Allah Ta’ala berfirman, “Berdoalah kepada-Ku, niscaya Aku perkenankan doamu.” (Ghâfir [40]: 60) Allah Ta’ala berfirman, yang artinya:
“Apabila hamba-hamba-Ku bertanya kepadamu Muhammad tentang Aku, maka sesungguhnya Aku dekat. Aku kabulkan permohonan orang yang berdoa, apabila berdoa kepada-Ku.” (QS. Al-Baqarah [2]: 186)
Engkau meminta kepada Rabbmu, memohon keberkahan dari sisi-Nya Ta’ala, meminta kepada-Nya kebaikan dan selainnya. Allah Ta’ala bisa memberi keberkahan pada amal perbuatan manusia, sebagaimana perkataan Usaid bin Al-Khudhair kepada Aisyah Radhiyallahu Anha, “Bukanlah dia awal keberkahanmu wahai keluarga Abu Bakar.”[2] Yaitu bisa menjadi sebab untuk mendapatkan kebaikan, sehingga Dia memberimu syafaat karena suatu hal, engkau diberi hadiah juga menjadi sebab engkau mendapatkan pertolongan dari-Nya. Engkau mendapatkan keberkahan dengan suatu hal yang dapat bermanfaat dengannya, dengan ajakannya kepada jalan Allah, dengan pengajaran yang Dia berikan, dengan petunjuk-Nya, maka Dialah Allah yang memberi taufik untuk sesuatu yang seperti ini dan menjadikannya berkah. Sebagaimana Nabi Isa Alaihissalam berkata, “Dia menjadikan aku seorang yang diberkahi di mana saja aku berada.” (QS. Maryam [19]: 31)
Adapun rumah ini (Ka’bah), maka
janganlah engkau meminta darinya keberkahan, atau dari kelambunya, atau dari
selainnya; karena keberkahan yang engkau minta berasal dari Allah. Jika engkau
berdoa kepada Allah Ta’ala saat
engkau thawaf, saat engkau sa’i,
atau di dalam Ka’bah,
engkau meminta kepada Allah dengan niat seperti ini yang harus kamu miliki,
saat kamu berada di dalam Ka’bah,
atau saat engkau mencium hajar aswad, atau saat engkau memegang rukun yamani,
itu berarti engkau tidak meminta keberkahan dari benda-benda yang diberkahi
tersebut, akan tetapi engkau meminta keutamaan, keberkahan, kebaikan dan
ganjaran kebaikan dari Allah Ta’ala.
[1] HR. Al-Bukhari dari hadits Umar Radhiyallahu Anhu dalam Kitab Haji, Bab Apa yang disebutkan tentang hajar aswad, hadits no. 1597.

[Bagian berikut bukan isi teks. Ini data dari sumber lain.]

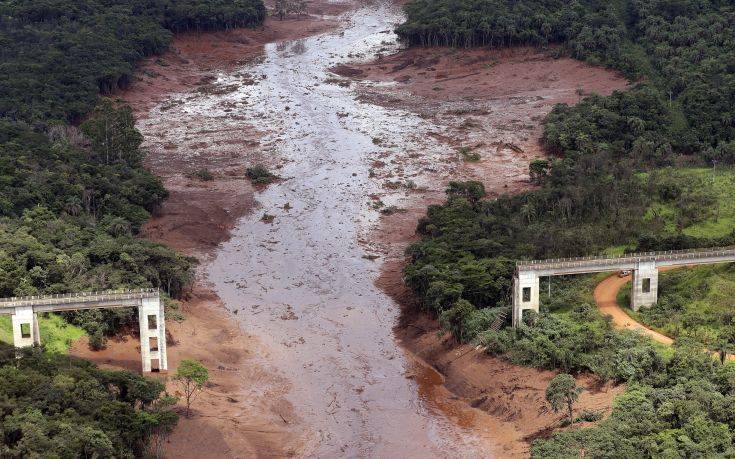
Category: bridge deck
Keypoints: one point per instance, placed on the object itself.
(75, 301)
(580, 265)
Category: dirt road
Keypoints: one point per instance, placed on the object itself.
(606, 294)
(286, 312)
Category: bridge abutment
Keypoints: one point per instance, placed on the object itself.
(25, 327)
(644, 287)
(525, 295)
(24, 317)
(152, 335)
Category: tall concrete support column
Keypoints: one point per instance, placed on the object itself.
(525, 295)
(25, 327)
(644, 290)
(152, 335)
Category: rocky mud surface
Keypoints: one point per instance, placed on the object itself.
(299, 289)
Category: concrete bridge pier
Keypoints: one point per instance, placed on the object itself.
(525, 294)
(25, 327)
(644, 288)
(152, 335)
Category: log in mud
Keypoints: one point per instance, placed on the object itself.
(314, 368)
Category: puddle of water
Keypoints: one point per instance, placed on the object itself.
(302, 283)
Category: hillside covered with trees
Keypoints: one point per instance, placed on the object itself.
(638, 170)
(73, 196)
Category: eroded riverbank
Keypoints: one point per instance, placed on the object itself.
(317, 370)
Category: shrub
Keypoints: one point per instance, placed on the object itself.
(259, 175)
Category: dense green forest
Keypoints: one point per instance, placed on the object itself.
(55, 406)
(73, 197)
(645, 169)
(56, 56)
(693, 303)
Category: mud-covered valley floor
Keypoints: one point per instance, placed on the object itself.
(294, 314)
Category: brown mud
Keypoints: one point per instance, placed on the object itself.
(243, 412)
(490, 102)
(318, 371)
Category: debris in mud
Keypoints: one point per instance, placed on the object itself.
(390, 210)
(218, 90)
(289, 314)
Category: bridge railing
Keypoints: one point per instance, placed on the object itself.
(606, 260)
(80, 297)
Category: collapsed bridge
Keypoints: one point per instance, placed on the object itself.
(24, 314)
(643, 266)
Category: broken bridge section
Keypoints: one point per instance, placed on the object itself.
(24, 312)
(643, 266)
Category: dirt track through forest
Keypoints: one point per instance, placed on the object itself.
(315, 368)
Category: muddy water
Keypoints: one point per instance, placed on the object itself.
(301, 278)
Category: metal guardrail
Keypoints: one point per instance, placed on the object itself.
(600, 261)
(81, 297)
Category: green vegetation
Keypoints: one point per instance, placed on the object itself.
(191, 377)
(260, 175)
(54, 406)
(615, 183)
(204, 175)
(562, 392)
(73, 198)
(56, 333)
(694, 304)
(57, 55)
(72, 202)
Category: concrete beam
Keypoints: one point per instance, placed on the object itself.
(644, 288)
(525, 295)
(24, 313)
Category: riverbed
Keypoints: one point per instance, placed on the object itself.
(298, 270)
(294, 263)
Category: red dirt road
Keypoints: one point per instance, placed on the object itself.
(606, 294)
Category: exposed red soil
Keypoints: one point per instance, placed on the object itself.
(229, 421)
(491, 102)
(243, 411)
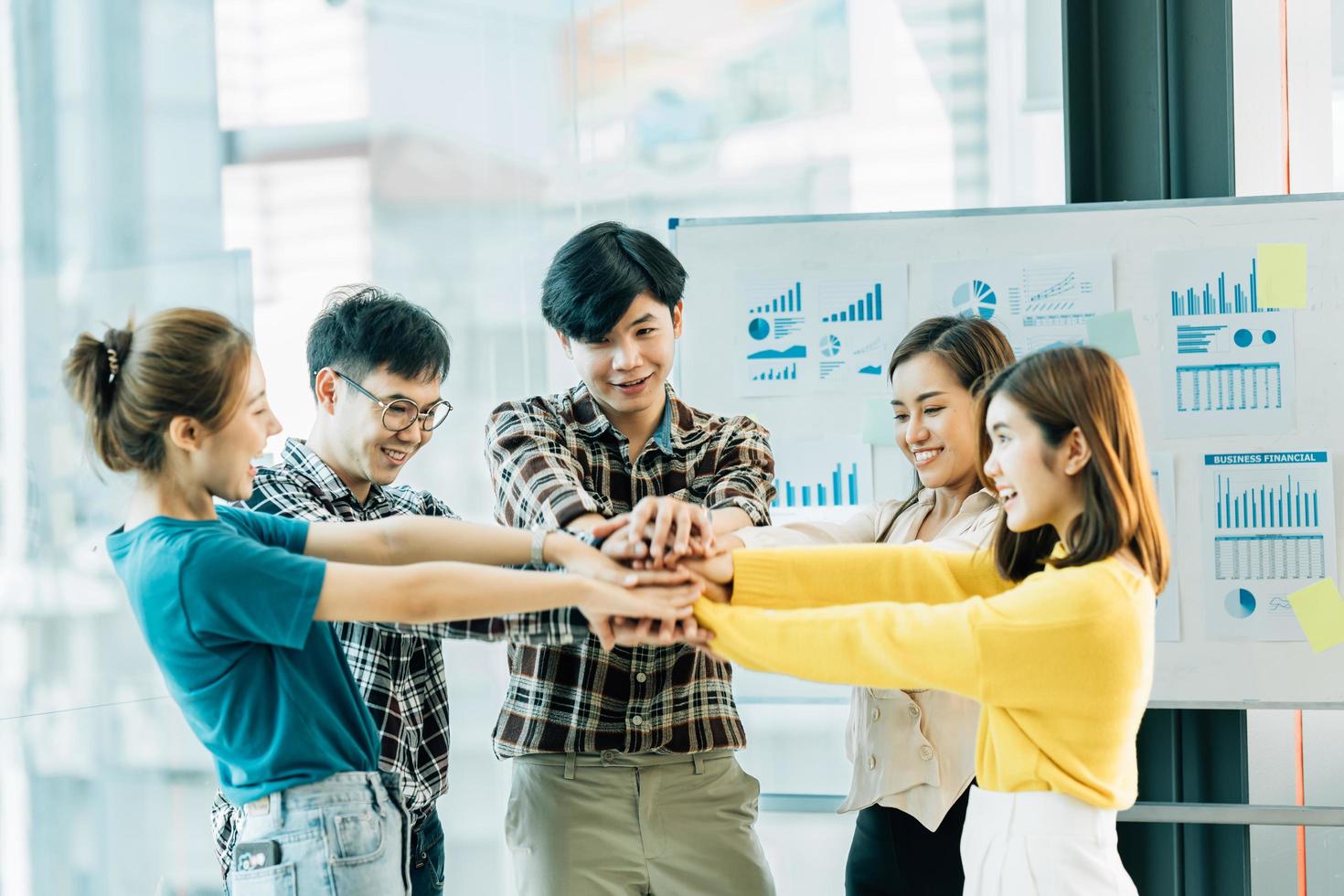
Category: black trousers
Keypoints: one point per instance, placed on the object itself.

[2] Muttafaq Alaih, HR. Al-Bukhari, dari hadits Aisyah Radhiyallahu Anha dalam Kitab Tayamum, Bab firman Allah Ta’ala, “Maka jika kamu tidak memperoleh air, maka bertayamumlah dengan debu yang bersih (suci), usapkan wajahmu dan tanganmu dengan debu itu.” (QS. Al-Mâ`idah [5]:6) Hadits no. 334. Muslim dalam Kitab Haid Bab Tayamum, hadits no. 367.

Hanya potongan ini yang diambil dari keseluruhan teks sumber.